Ironically, this populist approach served to highlight the technological shortcomings of much of the work. Korea, home of Samsung and many other high-tech firms, is exceptionally advanced in digital media, its everyday environment saturated with high-speed Internet access, high-definition video imagery, dazzling computer-game options and sci-fi cell phones. In this context, the equipment and formal ideas displayed by artists--who usually work without cutting-edge facilities and huge commercial budgets--tend to come off as rudimentary and quaint. Success, whether with critics or the general public, depends more on esthetic strategy than on hardware or programming skills.

Many artists confined their efforts to the personal and experiential. At one corny extreme, a four-member Australian group led by Stephen Barrass offered ZiZi the Affectionate Couch (2003), a shaggy, sea-slug-shaped vibrating sofa that purrs when stroked or mews for attention if neglected. At the discomforting pole, viewers confronted black-and-white videos showing Marina Abramovic and Ulay, in a 1977 performance, sitting face to face and repeatedly slapping each other, or Korea's Lee Se Jung, in 2001, placing a plastic bag over her head, drawing a face on it and then sucking the entire sack into her mouth. The color video Slow Service (2003), by Australia's Marcus Lyall, found a humorous middle ground in slow-motion studies of people anticipating, then being hit with, great globs of foodstuff--pea soup, mustard, beans, etc.

A few pieces, like the Swiss team Collectif_Fact's video showing parts of a deconstructed cityscape in seemingly random motion, emphasized classic modernist anomie. But many others highlighted the intense, predatory violence that now seems to have displaced old-school fragmentation and drift. China's Feng Mengbo, once known for slide shows rife with family nostalgia, presented a game-based 3D animation in which floating figures, including his own, blast bloodily away at each other in undefined space. Inside Australian artists Stephen Honegger and Anthony Hunt's brown shipping container one found a virtual-reality schema of the museum interior. From a viewpoint behind a pistol, visitors searched the barren galleries and corridors for an intruder. Once found--where else?--inside the depicted container, the stranger was immediately shot dead, with abundant gore.

If Container (2004) directly implicated the viewer in the thrill of slaughter, Shooter (2000-01), by Germany's Beate Geissler and Oliver Sann, shows the deadening effect of such "play" on its adherents. The work's oversized video projections scrutinize the mesmerized, slightly twitching faces of young gamesters as they maneuver, kill and die in the cyber realm of a network combat game.

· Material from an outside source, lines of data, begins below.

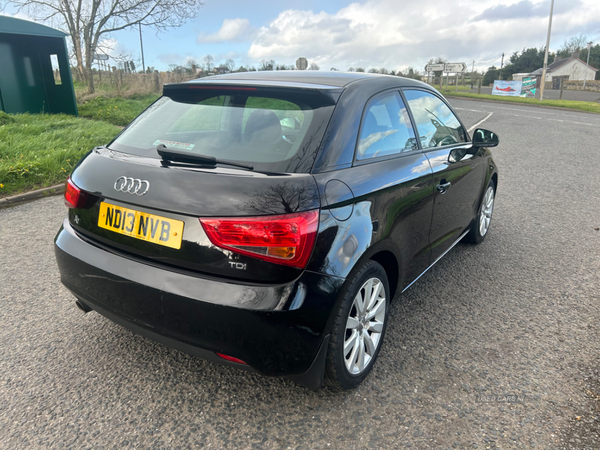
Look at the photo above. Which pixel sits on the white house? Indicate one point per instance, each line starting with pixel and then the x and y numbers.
pixel 572 69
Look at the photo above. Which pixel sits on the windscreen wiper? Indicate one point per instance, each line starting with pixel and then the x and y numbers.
pixel 168 154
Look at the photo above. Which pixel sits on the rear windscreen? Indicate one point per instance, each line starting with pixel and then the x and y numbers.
pixel 275 130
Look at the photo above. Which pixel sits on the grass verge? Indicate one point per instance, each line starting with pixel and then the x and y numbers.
pixel 40 150
pixel 567 104
pixel 117 111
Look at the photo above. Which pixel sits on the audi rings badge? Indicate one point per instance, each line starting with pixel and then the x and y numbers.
pixel 132 185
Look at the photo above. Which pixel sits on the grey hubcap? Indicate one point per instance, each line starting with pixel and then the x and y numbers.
pixel 364 326
pixel 486 211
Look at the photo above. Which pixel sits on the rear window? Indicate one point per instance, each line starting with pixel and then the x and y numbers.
pixel 276 130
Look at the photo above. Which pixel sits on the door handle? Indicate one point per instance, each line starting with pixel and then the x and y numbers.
pixel 443 187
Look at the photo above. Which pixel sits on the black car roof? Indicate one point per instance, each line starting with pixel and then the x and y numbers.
pixel 333 79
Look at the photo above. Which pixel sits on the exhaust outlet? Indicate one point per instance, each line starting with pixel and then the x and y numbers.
pixel 82 306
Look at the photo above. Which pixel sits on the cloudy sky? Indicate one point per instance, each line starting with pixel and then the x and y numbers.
pixel 371 33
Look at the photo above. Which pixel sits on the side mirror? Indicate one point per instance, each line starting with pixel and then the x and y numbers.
pixel 485 138
pixel 290 122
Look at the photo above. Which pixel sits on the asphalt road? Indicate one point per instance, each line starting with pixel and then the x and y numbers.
pixel 497 346
pixel 554 94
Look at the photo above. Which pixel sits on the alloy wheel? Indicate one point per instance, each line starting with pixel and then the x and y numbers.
pixel 486 211
pixel 364 326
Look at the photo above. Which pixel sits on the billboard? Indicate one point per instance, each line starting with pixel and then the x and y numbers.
pixel 507 88
pixel 528 87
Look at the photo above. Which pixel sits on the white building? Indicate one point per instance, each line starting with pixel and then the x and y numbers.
pixel 571 69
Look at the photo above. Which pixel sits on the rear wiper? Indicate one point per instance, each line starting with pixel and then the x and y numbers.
pixel 168 154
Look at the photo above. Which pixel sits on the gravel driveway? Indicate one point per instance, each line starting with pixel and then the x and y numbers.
pixel 497 346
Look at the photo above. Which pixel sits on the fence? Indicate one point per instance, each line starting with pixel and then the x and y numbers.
pixel 122 83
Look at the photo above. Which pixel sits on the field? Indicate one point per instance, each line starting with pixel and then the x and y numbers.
pixel 116 110
pixel 39 150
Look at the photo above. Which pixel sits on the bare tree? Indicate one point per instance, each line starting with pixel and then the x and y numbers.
pixel 267 65
pixel 88 21
pixel 208 62
pixel 230 63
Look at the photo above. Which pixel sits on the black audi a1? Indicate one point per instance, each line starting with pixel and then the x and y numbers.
pixel 266 220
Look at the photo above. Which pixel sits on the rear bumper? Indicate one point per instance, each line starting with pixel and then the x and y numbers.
pixel 276 330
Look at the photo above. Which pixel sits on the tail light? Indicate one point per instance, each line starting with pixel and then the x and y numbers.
pixel 74 197
pixel 286 239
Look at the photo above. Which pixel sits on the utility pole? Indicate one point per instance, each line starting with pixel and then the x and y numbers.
pixel 142 47
pixel 587 64
pixel 546 53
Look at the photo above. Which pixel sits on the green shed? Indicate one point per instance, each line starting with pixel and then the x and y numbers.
pixel 35 75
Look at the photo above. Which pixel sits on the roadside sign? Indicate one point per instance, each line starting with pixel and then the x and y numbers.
pixel 301 63
pixel 455 67
pixel 434 67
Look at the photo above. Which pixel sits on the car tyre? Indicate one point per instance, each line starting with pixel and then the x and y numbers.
pixel 359 327
pixel 483 220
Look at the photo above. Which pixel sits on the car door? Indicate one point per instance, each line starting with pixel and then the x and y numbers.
pixel 457 172
pixel 391 182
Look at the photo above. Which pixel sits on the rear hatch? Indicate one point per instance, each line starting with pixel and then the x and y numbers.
pixel 212 180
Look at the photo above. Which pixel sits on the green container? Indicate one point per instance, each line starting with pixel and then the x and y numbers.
pixel 35 75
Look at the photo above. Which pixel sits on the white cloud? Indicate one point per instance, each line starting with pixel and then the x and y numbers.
pixel 392 34
pixel 17 15
pixel 232 30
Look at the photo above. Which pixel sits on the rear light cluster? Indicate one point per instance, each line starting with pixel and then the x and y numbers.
pixel 75 197
pixel 286 239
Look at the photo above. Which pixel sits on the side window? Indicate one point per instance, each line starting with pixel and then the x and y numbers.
pixel 436 123
pixel 386 128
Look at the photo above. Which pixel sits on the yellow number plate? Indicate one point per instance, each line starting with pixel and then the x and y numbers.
pixel 147 227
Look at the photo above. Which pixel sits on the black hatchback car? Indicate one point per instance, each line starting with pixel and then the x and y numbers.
pixel 265 220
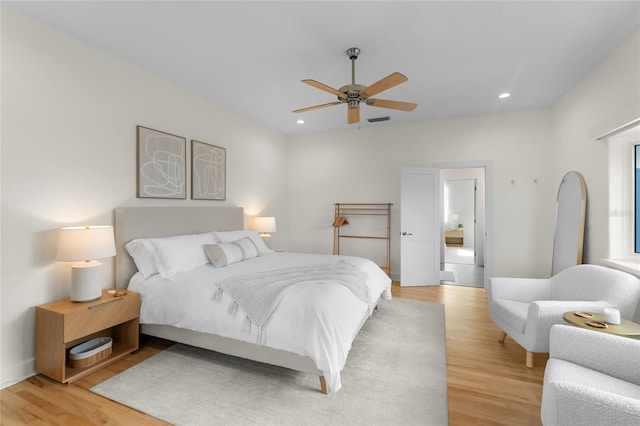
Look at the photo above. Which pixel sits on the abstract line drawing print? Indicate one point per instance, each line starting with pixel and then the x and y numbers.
pixel 208 171
pixel 161 164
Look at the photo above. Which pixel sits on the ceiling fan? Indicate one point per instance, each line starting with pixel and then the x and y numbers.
pixel 353 94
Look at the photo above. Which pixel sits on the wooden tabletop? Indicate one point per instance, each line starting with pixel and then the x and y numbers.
pixel 593 321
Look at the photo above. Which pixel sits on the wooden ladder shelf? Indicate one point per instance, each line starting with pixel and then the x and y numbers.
pixel 345 210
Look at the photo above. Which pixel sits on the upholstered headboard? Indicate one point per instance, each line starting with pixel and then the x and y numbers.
pixel 140 222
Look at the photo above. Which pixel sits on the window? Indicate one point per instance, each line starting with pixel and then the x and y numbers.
pixel 624 200
pixel 636 212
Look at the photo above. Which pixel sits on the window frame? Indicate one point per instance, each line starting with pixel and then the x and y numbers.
pixel 622 166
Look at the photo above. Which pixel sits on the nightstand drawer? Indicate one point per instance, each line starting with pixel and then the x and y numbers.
pixel 100 315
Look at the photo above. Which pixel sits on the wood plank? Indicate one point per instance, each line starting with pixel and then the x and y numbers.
pixel 488 382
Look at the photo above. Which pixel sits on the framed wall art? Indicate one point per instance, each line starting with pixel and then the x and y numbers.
pixel 208 171
pixel 161 164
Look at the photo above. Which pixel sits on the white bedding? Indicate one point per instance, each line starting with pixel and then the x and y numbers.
pixel 318 321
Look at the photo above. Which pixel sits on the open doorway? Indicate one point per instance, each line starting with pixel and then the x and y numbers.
pixel 463 217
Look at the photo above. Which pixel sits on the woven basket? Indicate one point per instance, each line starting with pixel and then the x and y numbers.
pixel 88 353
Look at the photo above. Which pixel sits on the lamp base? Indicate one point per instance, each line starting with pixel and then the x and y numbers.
pixel 85 281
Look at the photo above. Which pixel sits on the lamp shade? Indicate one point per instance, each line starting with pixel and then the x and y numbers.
pixel 264 224
pixel 79 243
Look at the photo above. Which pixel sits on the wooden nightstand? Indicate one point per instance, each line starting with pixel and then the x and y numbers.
pixel 63 324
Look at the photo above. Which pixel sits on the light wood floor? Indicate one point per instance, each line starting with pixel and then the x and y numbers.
pixel 488 383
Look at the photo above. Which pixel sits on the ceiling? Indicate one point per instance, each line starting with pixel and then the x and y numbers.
pixel 250 56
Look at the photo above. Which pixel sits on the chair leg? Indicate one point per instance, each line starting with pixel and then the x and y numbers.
pixel 529 360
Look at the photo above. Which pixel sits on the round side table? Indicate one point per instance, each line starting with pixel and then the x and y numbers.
pixel 596 322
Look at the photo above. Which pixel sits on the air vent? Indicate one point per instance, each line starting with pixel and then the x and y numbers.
pixel 375 120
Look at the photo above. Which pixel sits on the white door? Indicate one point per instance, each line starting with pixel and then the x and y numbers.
pixel 420 227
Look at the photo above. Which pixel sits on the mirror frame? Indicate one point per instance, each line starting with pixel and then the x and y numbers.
pixel 571 206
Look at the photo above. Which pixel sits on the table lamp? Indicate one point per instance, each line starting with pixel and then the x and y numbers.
pixel 264 225
pixel 84 244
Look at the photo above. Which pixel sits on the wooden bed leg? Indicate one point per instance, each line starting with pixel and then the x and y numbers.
pixel 529 360
pixel 323 385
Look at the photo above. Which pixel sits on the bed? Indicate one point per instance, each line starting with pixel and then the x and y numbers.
pixel 311 327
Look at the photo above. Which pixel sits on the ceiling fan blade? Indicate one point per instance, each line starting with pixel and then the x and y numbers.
pixel 317 107
pixel 386 83
pixel 353 115
pixel 324 87
pixel 381 103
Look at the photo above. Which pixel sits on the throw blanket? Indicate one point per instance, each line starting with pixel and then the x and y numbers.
pixel 260 293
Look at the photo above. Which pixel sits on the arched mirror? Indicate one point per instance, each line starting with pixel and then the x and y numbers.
pixel 570 212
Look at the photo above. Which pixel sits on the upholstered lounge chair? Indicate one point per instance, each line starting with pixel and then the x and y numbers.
pixel 591 378
pixel 526 308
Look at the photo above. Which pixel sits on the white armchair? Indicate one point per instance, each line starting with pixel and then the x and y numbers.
pixel 526 308
pixel 591 378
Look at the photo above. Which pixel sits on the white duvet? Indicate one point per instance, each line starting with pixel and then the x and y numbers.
pixel 317 321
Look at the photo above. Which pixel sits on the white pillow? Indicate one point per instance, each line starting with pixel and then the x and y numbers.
pixel 181 253
pixel 224 254
pixel 143 255
pixel 229 236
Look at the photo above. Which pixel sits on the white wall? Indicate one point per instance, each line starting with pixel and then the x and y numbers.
pixel 364 166
pixel 602 100
pixel 69 114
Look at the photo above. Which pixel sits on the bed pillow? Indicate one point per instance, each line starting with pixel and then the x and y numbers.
pixel 143 256
pixel 224 254
pixel 181 253
pixel 229 236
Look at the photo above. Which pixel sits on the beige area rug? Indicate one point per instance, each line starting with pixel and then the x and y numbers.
pixel 395 375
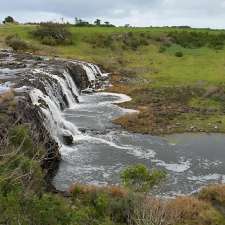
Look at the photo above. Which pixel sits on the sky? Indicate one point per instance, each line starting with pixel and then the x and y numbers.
pixel 195 13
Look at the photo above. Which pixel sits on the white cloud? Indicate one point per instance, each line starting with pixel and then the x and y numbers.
pixel 196 13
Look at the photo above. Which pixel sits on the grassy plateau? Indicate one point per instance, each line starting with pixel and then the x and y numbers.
pixel 176 80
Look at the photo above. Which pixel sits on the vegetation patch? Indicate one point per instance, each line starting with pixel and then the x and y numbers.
pixel 53 34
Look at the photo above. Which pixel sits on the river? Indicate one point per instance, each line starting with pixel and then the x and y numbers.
pixel 190 160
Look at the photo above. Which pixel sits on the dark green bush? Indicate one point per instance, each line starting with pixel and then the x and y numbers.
pixel 162 49
pixel 53 34
pixel 140 179
pixel 179 54
pixel 198 39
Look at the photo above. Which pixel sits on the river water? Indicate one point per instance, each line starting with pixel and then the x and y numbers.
pixel 190 160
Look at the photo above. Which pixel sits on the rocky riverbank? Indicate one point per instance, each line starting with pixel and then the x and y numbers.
pixel 171 109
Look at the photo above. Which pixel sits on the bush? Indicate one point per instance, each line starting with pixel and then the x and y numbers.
pixel 179 54
pixel 198 39
pixel 53 34
pixel 9 19
pixel 16 43
pixel 139 179
pixel 214 194
pixel 162 49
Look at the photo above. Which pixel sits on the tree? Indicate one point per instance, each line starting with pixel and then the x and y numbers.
pixel 9 19
pixel 140 179
pixel 97 22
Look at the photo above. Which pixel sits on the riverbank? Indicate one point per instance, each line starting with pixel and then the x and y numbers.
pixel 27 151
pixel 171 109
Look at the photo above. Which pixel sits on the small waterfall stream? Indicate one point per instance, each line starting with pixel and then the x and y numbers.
pixel 93 149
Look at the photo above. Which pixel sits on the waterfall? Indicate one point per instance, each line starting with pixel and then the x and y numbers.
pixel 57 92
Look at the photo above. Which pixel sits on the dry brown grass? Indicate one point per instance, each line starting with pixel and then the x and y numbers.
pixel 179 211
pixel 214 194
pixel 192 211
pixel 7 96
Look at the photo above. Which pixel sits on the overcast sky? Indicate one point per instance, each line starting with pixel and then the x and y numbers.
pixel 195 13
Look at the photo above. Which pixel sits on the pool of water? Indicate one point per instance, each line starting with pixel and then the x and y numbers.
pixel 104 149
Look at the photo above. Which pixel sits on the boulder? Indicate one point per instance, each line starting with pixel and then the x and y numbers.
pixel 68 139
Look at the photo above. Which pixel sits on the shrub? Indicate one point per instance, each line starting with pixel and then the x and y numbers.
pixel 19 137
pixel 16 43
pixel 9 19
pixel 53 34
pixel 139 179
pixel 179 54
pixel 162 49
pixel 214 194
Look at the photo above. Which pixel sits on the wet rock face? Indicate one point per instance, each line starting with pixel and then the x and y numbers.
pixel 78 74
pixel 68 139
pixel 42 88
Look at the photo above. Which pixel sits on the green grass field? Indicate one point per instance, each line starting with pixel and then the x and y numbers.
pixel 147 68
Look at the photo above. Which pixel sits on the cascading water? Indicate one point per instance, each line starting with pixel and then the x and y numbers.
pixel 97 149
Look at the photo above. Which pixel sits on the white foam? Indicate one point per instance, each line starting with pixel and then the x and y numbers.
pixel 175 167
pixel 208 177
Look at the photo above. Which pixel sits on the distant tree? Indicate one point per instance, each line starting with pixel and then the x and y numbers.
pixel 9 19
pixel 127 25
pixel 97 22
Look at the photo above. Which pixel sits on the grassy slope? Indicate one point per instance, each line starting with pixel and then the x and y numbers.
pixel 145 69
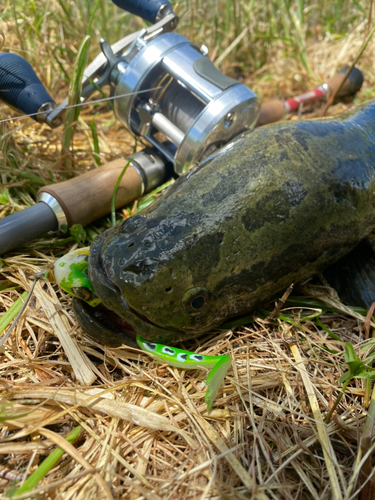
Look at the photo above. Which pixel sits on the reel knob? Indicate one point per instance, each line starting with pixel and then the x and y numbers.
pixel 149 10
pixel 22 89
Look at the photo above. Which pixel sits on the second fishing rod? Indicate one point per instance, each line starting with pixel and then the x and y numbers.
pixel 162 85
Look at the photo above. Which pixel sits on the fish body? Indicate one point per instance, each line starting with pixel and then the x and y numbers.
pixel 272 208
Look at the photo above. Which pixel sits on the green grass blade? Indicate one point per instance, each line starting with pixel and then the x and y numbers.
pixel 46 465
pixel 12 312
pixel 74 96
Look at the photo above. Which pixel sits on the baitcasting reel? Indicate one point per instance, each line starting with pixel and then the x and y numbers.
pixel 165 89
pixel 194 106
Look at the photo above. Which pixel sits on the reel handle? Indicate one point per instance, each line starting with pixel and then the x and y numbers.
pixel 146 9
pixel 21 88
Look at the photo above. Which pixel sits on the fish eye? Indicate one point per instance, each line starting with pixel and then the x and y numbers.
pixel 132 224
pixel 196 299
pixel 83 293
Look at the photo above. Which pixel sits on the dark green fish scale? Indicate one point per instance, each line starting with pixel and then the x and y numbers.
pixel 271 209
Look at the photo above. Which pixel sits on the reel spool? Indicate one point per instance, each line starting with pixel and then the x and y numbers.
pixel 195 106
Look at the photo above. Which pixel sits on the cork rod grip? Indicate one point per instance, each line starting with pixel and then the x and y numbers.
pixel 87 197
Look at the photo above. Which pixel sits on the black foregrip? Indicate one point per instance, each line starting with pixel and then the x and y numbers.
pixel 24 226
pixel 19 85
pixel 146 9
pixel 354 83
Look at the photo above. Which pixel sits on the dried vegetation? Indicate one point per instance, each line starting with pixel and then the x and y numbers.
pixel 145 430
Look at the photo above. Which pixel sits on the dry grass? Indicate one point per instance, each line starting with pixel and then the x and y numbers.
pixel 145 429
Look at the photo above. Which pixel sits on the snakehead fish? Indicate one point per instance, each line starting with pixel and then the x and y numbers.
pixel 270 209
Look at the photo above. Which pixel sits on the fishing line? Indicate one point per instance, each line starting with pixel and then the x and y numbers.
pixel 83 104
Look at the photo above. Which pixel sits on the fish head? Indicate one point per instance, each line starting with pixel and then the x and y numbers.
pixel 154 266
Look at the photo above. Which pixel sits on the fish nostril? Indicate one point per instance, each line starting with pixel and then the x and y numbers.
pixel 133 268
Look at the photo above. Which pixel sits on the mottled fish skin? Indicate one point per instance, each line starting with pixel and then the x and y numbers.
pixel 271 209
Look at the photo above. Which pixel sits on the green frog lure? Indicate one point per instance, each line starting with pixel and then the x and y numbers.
pixel 71 274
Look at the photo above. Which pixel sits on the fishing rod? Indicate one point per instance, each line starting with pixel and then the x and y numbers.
pixel 161 84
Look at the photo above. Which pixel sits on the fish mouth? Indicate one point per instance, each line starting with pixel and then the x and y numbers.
pixel 114 322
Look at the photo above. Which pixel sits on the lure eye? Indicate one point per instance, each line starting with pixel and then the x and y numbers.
pixel 83 293
pixel 196 300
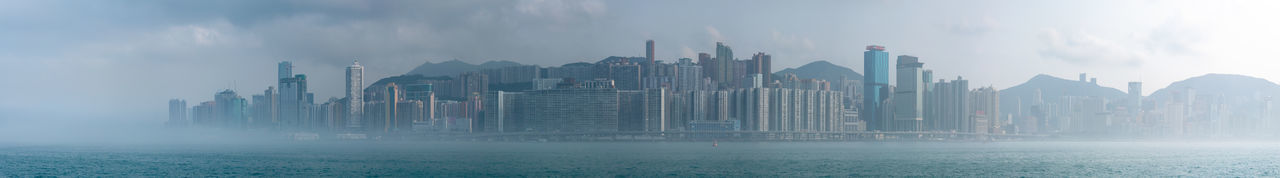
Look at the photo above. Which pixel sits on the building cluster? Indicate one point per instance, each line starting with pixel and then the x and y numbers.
pixel 918 104
pixel 618 94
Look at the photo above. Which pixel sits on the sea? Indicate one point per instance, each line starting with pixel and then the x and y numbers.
pixel 643 159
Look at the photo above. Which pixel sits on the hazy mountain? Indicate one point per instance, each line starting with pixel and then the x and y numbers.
pixel 1051 90
pixel 1229 86
pixel 455 67
pixel 821 69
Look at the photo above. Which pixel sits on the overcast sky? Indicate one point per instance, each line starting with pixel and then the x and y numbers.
pixel 124 59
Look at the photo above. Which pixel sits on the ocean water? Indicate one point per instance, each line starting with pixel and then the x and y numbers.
pixel 645 159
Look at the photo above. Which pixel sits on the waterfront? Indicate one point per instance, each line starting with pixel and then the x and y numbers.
pixel 645 159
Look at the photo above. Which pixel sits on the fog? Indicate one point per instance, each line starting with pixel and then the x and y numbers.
pixel 639 89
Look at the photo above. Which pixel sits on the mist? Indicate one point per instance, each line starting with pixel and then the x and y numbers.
pixel 638 89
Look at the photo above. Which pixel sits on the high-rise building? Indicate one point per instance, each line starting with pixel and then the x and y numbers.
pixel 874 87
pixel 286 69
pixel 689 76
pixel 952 105
pixel 650 68
pixel 984 104
pixel 625 74
pixel 229 110
pixel 759 64
pixel 177 113
pixel 204 114
pixel 295 103
pixel 355 95
pixel 1134 96
pixel 909 95
pixel 725 62
pixel 264 109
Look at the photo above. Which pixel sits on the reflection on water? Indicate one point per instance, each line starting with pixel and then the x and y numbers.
pixel 648 159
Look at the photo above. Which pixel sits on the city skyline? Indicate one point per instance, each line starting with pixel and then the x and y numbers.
pixel 965 40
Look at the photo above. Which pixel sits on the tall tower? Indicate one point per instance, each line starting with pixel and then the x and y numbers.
pixel 909 95
pixel 650 69
pixel 1134 96
pixel 874 81
pixel 725 62
pixel 286 69
pixel 355 95
pixel 177 113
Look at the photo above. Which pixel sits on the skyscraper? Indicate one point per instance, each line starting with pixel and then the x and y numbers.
pixel 909 95
pixel 874 85
pixel 355 95
pixel 293 101
pixel 689 76
pixel 286 69
pixel 725 65
pixel 1134 96
pixel 229 109
pixel 952 105
pixel 759 64
pixel 709 68
pixel 626 76
pixel 177 113
pixel 650 69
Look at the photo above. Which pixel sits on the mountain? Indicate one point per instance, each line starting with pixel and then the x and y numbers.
pixel 455 67
pixel 1229 86
pixel 821 69
pixel 1051 90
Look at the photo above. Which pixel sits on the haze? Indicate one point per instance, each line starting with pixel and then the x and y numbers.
pixel 119 62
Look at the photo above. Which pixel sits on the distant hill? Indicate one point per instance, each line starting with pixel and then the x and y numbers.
pixel 821 69
pixel 1233 87
pixel 455 67
pixel 1051 90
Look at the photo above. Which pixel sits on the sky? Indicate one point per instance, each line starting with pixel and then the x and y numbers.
pixel 126 59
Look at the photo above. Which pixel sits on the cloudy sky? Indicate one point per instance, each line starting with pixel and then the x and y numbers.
pixel 124 59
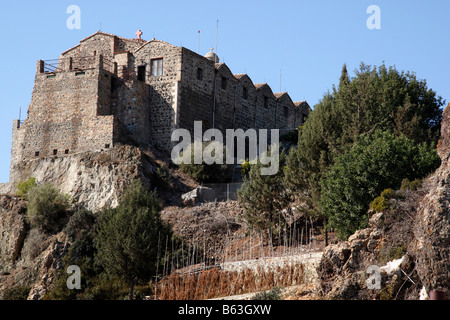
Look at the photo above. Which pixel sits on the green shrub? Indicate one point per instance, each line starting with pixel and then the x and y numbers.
pixel 379 204
pixel 47 208
pixel 23 187
pixel 16 293
pixel 411 185
pixel 208 173
pixel 377 161
pixel 162 177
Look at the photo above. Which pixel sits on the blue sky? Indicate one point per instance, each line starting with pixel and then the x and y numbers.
pixel 307 41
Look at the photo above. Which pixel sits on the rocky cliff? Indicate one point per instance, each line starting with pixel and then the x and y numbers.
pixel 94 180
pixel 409 243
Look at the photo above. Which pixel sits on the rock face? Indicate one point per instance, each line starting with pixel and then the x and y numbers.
pixel 94 180
pixel 413 235
pixel 25 259
pixel 13 230
pixel 432 226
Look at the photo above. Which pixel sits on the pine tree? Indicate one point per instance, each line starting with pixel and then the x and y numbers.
pixel 127 240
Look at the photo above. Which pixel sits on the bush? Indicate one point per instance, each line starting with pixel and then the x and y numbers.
pixel 374 163
pixel 47 208
pixel 23 187
pixel 381 203
pixel 16 293
pixel 162 177
pixel 208 173
pixel 128 236
pixel 411 185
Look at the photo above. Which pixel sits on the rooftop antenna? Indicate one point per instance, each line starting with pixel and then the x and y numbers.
pixel 217 38
pixel 280 78
pixel 198 43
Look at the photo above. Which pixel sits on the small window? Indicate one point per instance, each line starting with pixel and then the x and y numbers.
pixel 245 93
pixel 141 73
pixel 157 67
pixel 266 102
pixel 224 83
pixel 199 74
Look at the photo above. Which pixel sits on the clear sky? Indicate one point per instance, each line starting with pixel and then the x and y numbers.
pixel 307 42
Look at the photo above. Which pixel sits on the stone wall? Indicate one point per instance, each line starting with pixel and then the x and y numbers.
pixel 103 91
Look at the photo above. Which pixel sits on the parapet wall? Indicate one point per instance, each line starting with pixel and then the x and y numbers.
pixel 63 117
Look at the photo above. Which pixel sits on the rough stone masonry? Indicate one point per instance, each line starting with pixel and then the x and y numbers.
pixel 109 90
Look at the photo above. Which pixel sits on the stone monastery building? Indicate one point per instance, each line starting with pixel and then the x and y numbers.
pixel 109 90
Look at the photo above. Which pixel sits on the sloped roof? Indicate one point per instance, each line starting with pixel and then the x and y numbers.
pixel 151 41
pixel 105 34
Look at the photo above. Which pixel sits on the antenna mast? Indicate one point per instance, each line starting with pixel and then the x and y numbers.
pixel 217 38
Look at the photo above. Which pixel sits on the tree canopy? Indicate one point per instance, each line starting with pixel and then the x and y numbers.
pixel 376 98
pixel 377 162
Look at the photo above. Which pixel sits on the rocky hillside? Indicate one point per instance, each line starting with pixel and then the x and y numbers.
pixel 409 242
pixel 94 180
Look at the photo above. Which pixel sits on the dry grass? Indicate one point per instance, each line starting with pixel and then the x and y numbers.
pixel 216 283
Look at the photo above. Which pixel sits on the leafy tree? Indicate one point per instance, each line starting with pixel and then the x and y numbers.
pixel 264 199
pixel 378 161
pixel 47 208
pixel 127 239
pixel 375 98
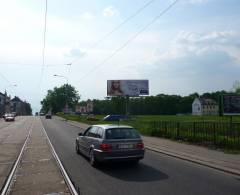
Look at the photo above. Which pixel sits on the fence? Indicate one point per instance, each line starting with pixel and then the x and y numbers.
pixel 219 134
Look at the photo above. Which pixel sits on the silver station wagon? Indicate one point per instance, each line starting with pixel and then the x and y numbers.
pixel 102 143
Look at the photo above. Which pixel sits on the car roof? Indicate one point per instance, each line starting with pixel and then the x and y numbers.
pixel 112 126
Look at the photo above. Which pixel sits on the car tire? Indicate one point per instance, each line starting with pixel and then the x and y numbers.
pixel 135 162
pixel 77 148
pixel 92 158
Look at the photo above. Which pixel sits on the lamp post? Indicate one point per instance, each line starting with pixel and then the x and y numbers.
pixel 66 103
pixel 7 105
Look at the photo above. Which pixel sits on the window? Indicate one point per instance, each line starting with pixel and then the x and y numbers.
pixel 122 133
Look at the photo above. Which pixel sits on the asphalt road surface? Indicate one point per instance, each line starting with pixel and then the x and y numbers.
pixel 156 174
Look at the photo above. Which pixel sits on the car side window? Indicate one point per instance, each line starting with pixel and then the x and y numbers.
pixel 99 132
pixel 92 132
pixel 87 131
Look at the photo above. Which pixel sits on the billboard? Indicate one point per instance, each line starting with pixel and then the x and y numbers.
pixel 132 88
pixel 231 104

Indeed, the insidiousness of new media was a subtext in a number of works. The three-person Australian team ENESS placed a hobbyhorse before a video screen showing a bucolic stylized landscape, with the speed and direction of the virtual journey determined by each rider's rate and vector of rocking. Far less anodyne was Cinema in the Woods (2003), Japanese artist Kenji Yanobe's installation composed of a kid-size puppet wearing a yellow anti-radiation suit as he stands--and occasionally dances--on a barrel before a little rough-hewn cabin, wherein video clips of duck-and-cover exercises and towering atomic explosions are constantly screened. The work's antiwar message seems clear and commendable enough, at least to an adult. Much creepier, however, is the subliminal import of Expecting (2003), an interactive video installation by Australia's Van Sowerwine, Isobel Knowles and Liam Fennessy. By squeezing a small teddy bear, viewers cause a semi-realistic cartoon figure, identified in an accompanying text as a lonely eight-year-old named Charlotte, to swell with pregnancy, lie down on the floor of her bedroom and give birth to a small male playmate.